Hugh James

Probate

 

Commonly asked Questions and Answers


Q.         What is involved in the Administration of an Estate?

A.         Administering an estate involves dealing with all the property, investments and other assets of the person who has died and settling all their debts, including Income Tax liabilities, and then distributing the estate between the beneficiaries entitled under the deceased's Will or the Intestacy Rules. If the estate exceeds a certain sum, known as the Nil Rate Band (currently £285,000 for the tax year 2006 / 2007), there may also be Inheritance Tax payable, subject to a variety of tax reliefs. Estates falling within the Nil Rate Band may also be taxable if the deceased made lifetime gifts or settlements, or was a beneficiary under a trust or settlement. The most important form of tax relief is the complete exemption from Inheritance Tax between married couples and couples in Civil Partnerships, but there are also highly beneficial, but complex rules providing tax relief on business property and agricultural property. Charitable gifts are also exempt from Inheritance Tax.

If the person who has died has left a Will, the Executors can prove it and a Grant of Probate can be obtained. If there is no Will, the deceased is said to have died "Intestate" and his or her estate is distributed in accordance with statutory rules. In such cases, a Grant of Letters of Administration is obtained, normally by a close relative.

If an estate is incorrectly administered, or if the money is distributed before all the debts have been discovered and settled, the Executors or Personal Representatives may be made personally liable. We can advise you on how these risks may be avoided.

The Administration of an estate may also include defending attacks on the validity of a Will on the grounds of lack of testamentary capacity or undue influence.

Q.         Is it always necessary to obtain a Grant of Probate or Letters of Administration?

A.         No. It is often the case that husbands and wives hold their assets jointly and in such cases the survivor of them may take over any jointly-owned assets upon production of the Death Certificate. However, even in such cases, it may be helpful to consult us for general advice first or to deal with any minor assets which are not in joint names. Similarly, it may still be necessary to settle the Income Tax of the person who has died. In many cases it is not necessary to obtain a Grant of Probate or Letters of Administration where the estate does not exceed £5,000.00, but even so if there are a number of small assets totalling less than £5,000.00, it may still be swifter and more convenient to obtain a Grant.


Q.         What is a Grant of Representation?
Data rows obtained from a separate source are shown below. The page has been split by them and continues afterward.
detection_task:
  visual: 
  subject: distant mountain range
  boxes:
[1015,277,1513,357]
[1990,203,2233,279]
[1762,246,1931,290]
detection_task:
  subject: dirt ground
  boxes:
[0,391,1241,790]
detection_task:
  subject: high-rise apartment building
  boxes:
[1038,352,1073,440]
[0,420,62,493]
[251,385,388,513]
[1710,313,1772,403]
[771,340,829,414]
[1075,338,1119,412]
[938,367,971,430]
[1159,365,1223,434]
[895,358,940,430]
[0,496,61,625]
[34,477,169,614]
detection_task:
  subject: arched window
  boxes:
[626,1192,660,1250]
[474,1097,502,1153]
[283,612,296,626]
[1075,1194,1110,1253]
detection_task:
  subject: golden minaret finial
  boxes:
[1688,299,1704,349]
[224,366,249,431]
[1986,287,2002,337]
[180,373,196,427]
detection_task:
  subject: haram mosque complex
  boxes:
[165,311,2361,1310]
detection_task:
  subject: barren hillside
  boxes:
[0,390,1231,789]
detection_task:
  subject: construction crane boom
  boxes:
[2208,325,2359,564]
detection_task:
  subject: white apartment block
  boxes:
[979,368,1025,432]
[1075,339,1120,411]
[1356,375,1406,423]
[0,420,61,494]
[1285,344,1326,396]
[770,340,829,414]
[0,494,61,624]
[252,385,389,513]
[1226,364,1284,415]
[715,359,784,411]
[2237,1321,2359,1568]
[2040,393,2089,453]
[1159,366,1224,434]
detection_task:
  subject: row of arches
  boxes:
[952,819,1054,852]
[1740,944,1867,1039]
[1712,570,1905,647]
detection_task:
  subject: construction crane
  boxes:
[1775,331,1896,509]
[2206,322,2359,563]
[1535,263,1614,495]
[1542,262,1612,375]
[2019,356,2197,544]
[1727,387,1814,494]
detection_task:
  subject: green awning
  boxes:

A.         It is a court order issued by one of the Probate Registries of the High Court.  It confers authority on the Personal Representatives (executors or administrators) to administer a deceased person’s estate.  There are a number of types of Grant of Representation but the two that are most common are a Grant of Probate and a Grant of Letters of Administration. A Grant of Probate is issued to the executor, or executors, named in the Will and it confirms the authority of the executors whom the Will appoints. A Grant of Letters of Administration is issued where there is no Will, or where there are no executors appointed in the Will or the named executors have died.  A Grant of Letters of Administration is issued to the persons entitled in law to act as the deceased person’s ‘administrators’.

Personal representatives are obliged to administer the estate of the deceased according to law. This involves collecting in all the assets, settling all the liabilities, and distributing what is left in accordance with the Will or the rules of intestacy. Usually, apart from joint accounts which pass automatically to the survivor, a Grant of Representation has to be obtained before it is possible to gather in the assets and discharge the liabilities of the estate.

Q.         Is it possible for someone to make a claim against my Estate?

A.         Yes.  Under the Inheritance (Provision for Family & Dependants) Act 1975 it is possible for certain persons to make a claim against your estate if you have failed to make reasonable financial provision for them.  The persons who can make such a claim include a spouse and also a former spouse.  A former spouse cannot however, make a claim if she or he has remarried or if the Court barred such a claim on the grant of the divorce. A child can also make a claim as can any person who immediately before your death was being maintained wholly or in part by you, or was living with you for two years immediately before your death.  Such a claim has to be made within six months of the Grant of Probate of you Will, though this period can be extended by the court in exceptional circumstances.  It may therefore be wise to delay the distribution of the Estate until after this time period has expired.